The City of Cambridge is a wonderful home to our University. Though Harvard and the city have had arguments over the years, they have, like two young lovers, overcome their petty squabbles with ease. Just walking around Cambridge on a warm Sunday morning, we can almost smell the symbiosis.
And now our beloved 02138 is in trouble, so Harvard must help—before it’s too late. The vote tallying system for Cambridge’s local elections is flawed, and its fairness is coming into question. The title “People’s Republic of Cambridge” might end up being deserved after all, if the candidates who receive the most support don’t win.

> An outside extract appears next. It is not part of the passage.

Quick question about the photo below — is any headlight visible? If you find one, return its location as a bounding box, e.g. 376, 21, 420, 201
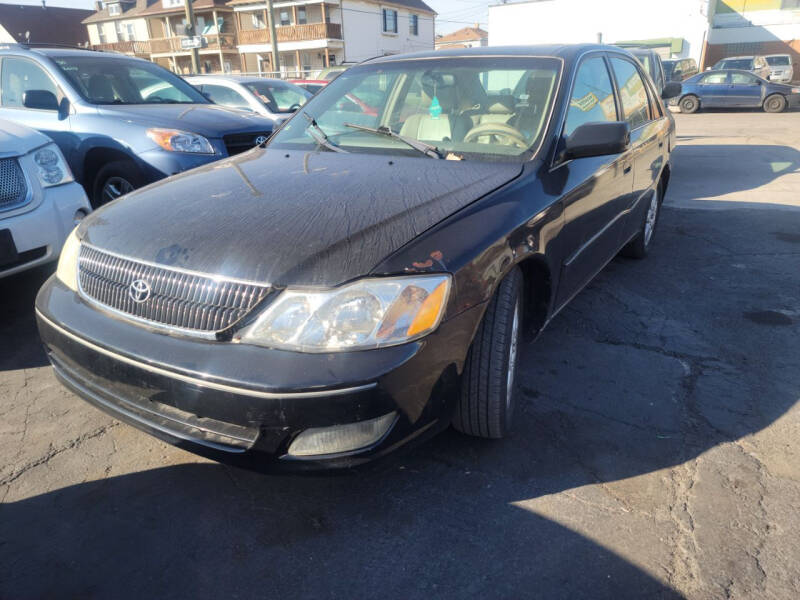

Until recently, only circumstantial evidence of the flawed voting scheme was apparent—a system must be wrong if it allows the continued election of Cambridge City Counselor Kenneth E. Reeves ’72. With the recent recount of the Cambridge School Committee election, however, it has become clear that Cambridge’s voting system could have been invented by Stalin himself. In a close election like the recent one, the winners can be determined by the order in which the ballots are counted. If the top ballot were put at the bottom of the pile, theoretically, a different candidate could be elected.
To understand the over-complicated tallying system requires statistics at a level of rigor that would make most Harvard social science concentrators keel over and cry. To Cambridge’s credit, it computerized its voting system in 1997, but that doesn’t seem to have solved the problem. The city should continue to search for a voting system where the candidate with the most support wins.
If this system remains elusive, in the spirit of mutual respect and understanding, Harvard should help them solve this problem easily and cheaply. The University should invest its resources in creating a “Cambridge City Election” version of UCVote. Imagine the ease of typing “CambridgeVote” at the fas% prompt, and the uplifting feeling that you are participating in a fair election.